ここまでで、見ることと聴くことの差異について簡単に整理をしてきた。声の文化から文字の文化へと移行していくととともに、言語体験は、聴くことから見ることへと重心が移っていくことになるわけだが、こうした移行は私たちの意識にどのような変化を与えてきたのだろうか。


ことばの力

ヘブライ語のdabarは「ことば」を意味するとともに「出来事」を意味する語である。ことばが声であった時代、ことばは単に思考を記述する記号ではなく、ことばそのものがひとつの出来事としての力を持っていた。

実際、声は常に力とともにあった

例えば、仕留めたばかりの目の前の猪が、もうすでに息絶えていたとしても、その猪を見たり、触ったり、その匂いをかいだり、味わったりすることはできるかもしれない。しかし、その猪が声を発したならば、それは猪がまだ生きている徴であり、そこに生命が活動している証である。

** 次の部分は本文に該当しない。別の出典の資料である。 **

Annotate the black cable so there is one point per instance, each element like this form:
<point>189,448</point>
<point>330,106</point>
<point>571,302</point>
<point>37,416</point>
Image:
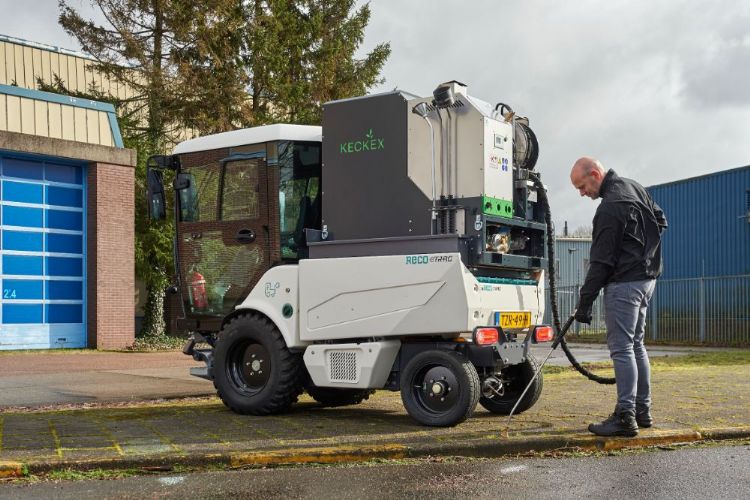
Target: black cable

声とは、生命の力によってはじめて響くことのできる音なのである。


記憶の方法

文字の登場によって大きく変化したのは、私たちの記憶の方法である。書くことによって情報を記録することができなかった時代、大切な情報は、語り継がれることによって記憶された。語りによる記憶を支持するために、一般に定型や繰り返しや常套句が好まれ、また大きなジェスチャーや拍子や音楽などの助けが情報を構造化するために用いられた。

記憶を維持するという側面からいえば、新しい表現や発想を導入することはリスクであったから、文字の発生以前の言語表現には、基本的に保守的な傾向がある。当然、古くからの記憶を語り起こすことのできるお年寄りが、社会の中では重要な位置を占めることになった。

ところが、文字が発明されると、記憶が文字システムを通じて外部化できるようになったので、それまで記憶に割かれていた労力が、より創造的な方向へ向けられるようになる。同時に社会は、情報をより多く記憶しているお年寄りよりも、新しい表現や発想を提示できるより若い人の存在を重視する傾向を見せるようになっていく。


文脈からの自由

文字が発明される以前の世界で「学ぶ」ということは、知りたい対象と寄り添い、その対象とともにあろうとすることであった。ところが、文字が登場すると、「知るもの」と「知られるもの」とが切り離され、「客観性」ということが発想されるようになる。

また、声の世界において、ことばの意味は、そのことばが発せられた文脈からは決して切り離すことのできないものであった。ことばは、他のことばとの関係性の中からその意味を獲得するのみならず、そのことばが発せられたときの話者の表情や身ぶり、イントネーションや抑揚などの総体として立ち上がるものであった。

ところが、文字の発明によって、特にアルファベットの登場によって、音の世界を視覚の世界へ写しとる技術が開発されると、ことばそのものも、具体的な出来事や文脈とは独立に、その意味を得ることができるようになっていった。

純粋に語と語の関係のみによってことばの定義を与えていく「辞書」ということが構想されるのも、ことばが発明されたはるかに後の出来事である。